Tour d’horizon d’un volontarisme à bout de souffle ?

 

Alors que dans les cantons pionniers – Fribourg, Vaud, Neuchâtel ou encore Jura – les projets de fusions marquent le pas et que, dans celui de Genève, l’appel à candidatures peine à trouver écho, le Valais fait figure d’exception avec une main pleine de projets.

 

Un enthousiasme pas encore échaudé en Valais

Malgré le rejet de la réforme institutionnelle R21, les projets de fusions valaisans continuent de mordre à l’hameçon de l’incitation financière cantonale dont les millions nourrissent les ambitions à cours terme des élus locaux. La question reste de savoir si les populations concernées  se laisseront convaincre par les promesses des promoteurs des fusions qui conditionnent la réalisation de tous les rêves d’un futur rayonnant au dépôt d’un « oui » dans l’urne lors du scrutin décisif.

Ce sont ainsi les habitants de Veyras, Venthône et Miège qui seront les prochains consultés, le 10 juin. Mais derrière eux, les communes de Bagnes et Vollèges, par exemple, ont déjà posés quelques jalons.

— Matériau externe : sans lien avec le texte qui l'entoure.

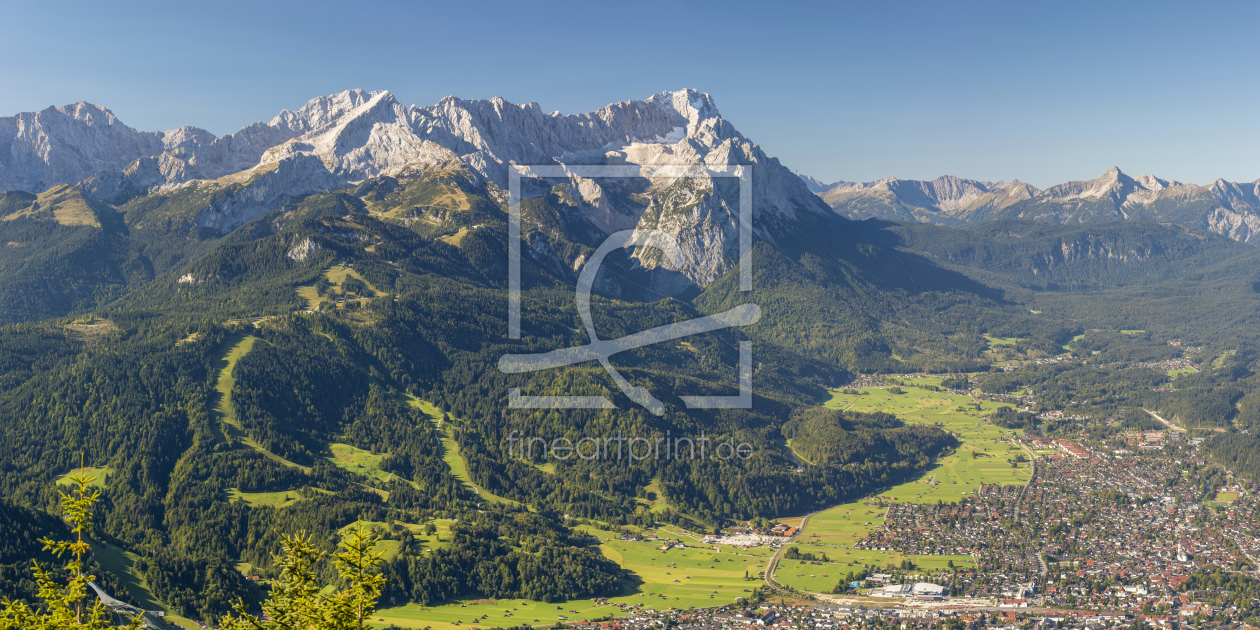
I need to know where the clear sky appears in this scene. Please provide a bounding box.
[0,0,1260,186]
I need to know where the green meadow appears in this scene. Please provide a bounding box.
[57,466,113,488]
[407,394,515,504]
[92,542,200,630]
[775,378,1031,592]
[325,442,391,481]
[373,525,774,630]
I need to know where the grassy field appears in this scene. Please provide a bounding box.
[373,525,771,630]
[4,184,101,227]
[297,262,386,309]
[775,378,1031,592]
[324,442,392,481]
[407,394,517,504]
[228,488,302,508]
[92,542,199,630]
[985,336,1019,347]
[57,466,113,488]
[438,228,469,247]
[213,333,310,471]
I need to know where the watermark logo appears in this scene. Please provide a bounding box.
[499,164,761,416]
[508,430,752,461]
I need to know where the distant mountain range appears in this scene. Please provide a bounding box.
[0,89,832,294]
[801,168,1260,244]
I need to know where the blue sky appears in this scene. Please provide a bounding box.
[0,1,1260,186]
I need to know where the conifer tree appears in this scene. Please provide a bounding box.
[0,462,142,630]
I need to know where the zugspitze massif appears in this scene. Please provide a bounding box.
[0,89,829,289]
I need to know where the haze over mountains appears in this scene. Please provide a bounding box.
[801,168,1260,242]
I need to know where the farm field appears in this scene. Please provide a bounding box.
[373,525,771,630]
[775,378,1031,592]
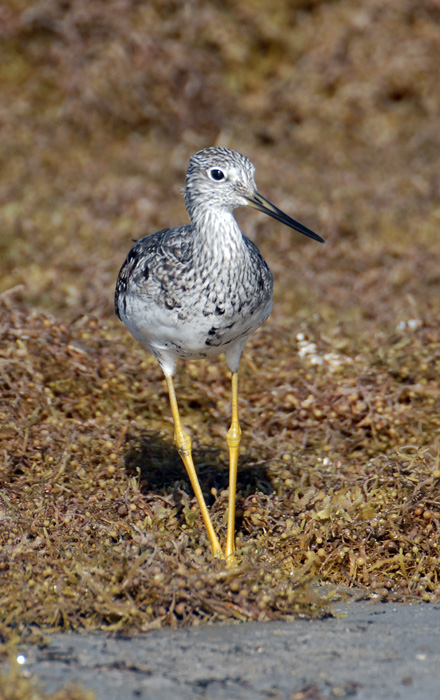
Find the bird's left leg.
[226,372,241,559]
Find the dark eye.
[208,168,225,182]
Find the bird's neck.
[191,208,245,260]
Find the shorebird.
[115,147,324,561]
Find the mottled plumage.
[115,148,322,557]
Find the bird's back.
[115,224,273,374]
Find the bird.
[115,146,324,562]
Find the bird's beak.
[245,192,325,243]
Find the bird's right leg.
[165,375,224,557]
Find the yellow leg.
[165,377,223,557]
[226,372,241,559]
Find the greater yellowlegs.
[115,148,323,558]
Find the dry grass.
[0,0,440,672]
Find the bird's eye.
[208,168,225,182]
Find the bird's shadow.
[123,431,274,506]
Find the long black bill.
[246,192,325,243]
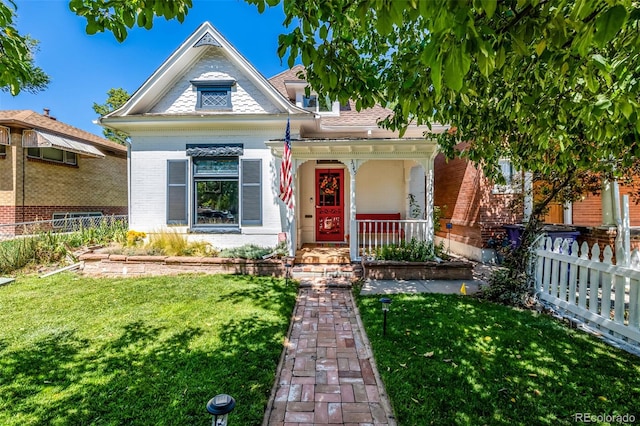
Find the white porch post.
[346,159,362,260]
[286,158,299,256]
[600,180,616,225]
[420,153,437,242]
[523,172,533,222]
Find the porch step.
[291,264,362,282]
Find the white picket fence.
[535,237,640,345]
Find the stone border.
[79,253,285,277]
[362,260,473,280]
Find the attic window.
[191,80,236,110]
[302,95,333,112]
[0,126,11,145]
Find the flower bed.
[362,260,473,280]
[80,253,285,277]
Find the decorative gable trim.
[187,144,244,157]
[98,22,313,120]
[193,32,222,47]
[189,80,236,87]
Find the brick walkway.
[264,286,396,426]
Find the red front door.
[316,169,344,242]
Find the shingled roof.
[269,65,393,126]
[0,109,127,156]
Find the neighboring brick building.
[433,150,523,261]
[0,110,127,230]
[434,146,640,261]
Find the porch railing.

Dans un temps à peine décalé, celles de Bourg St.Pierre, Liddes et Orsières, font les yeux doux à Sembrancher et aspirent même à rejoindre les deux précédentes dans une grande fusion qui pourrait réitérer le « coup » du Val d’Anniviers, première fusion d’ampleur du Valais romand. La plaine n’est pas en reste non plus, puisque trois projets jalonnent le Valais romand de la Raspille au Chablais : alors qu’elle a les mêmes prérogatives que sa voisine,  Chalais verrait son avenir en quartier de Sierre. Chamoson, Isérables, Leytron, Riddes et Saillon n’auraient-elles plus la « taille critique » entre Sion et Martigny qui ont déjà absorbé, respectivement, Les Agettes et Charrat ? C’est sans doute la même crainte qui saisit les autorités de Collonges qui voudraient se tourner vers St.Maurice.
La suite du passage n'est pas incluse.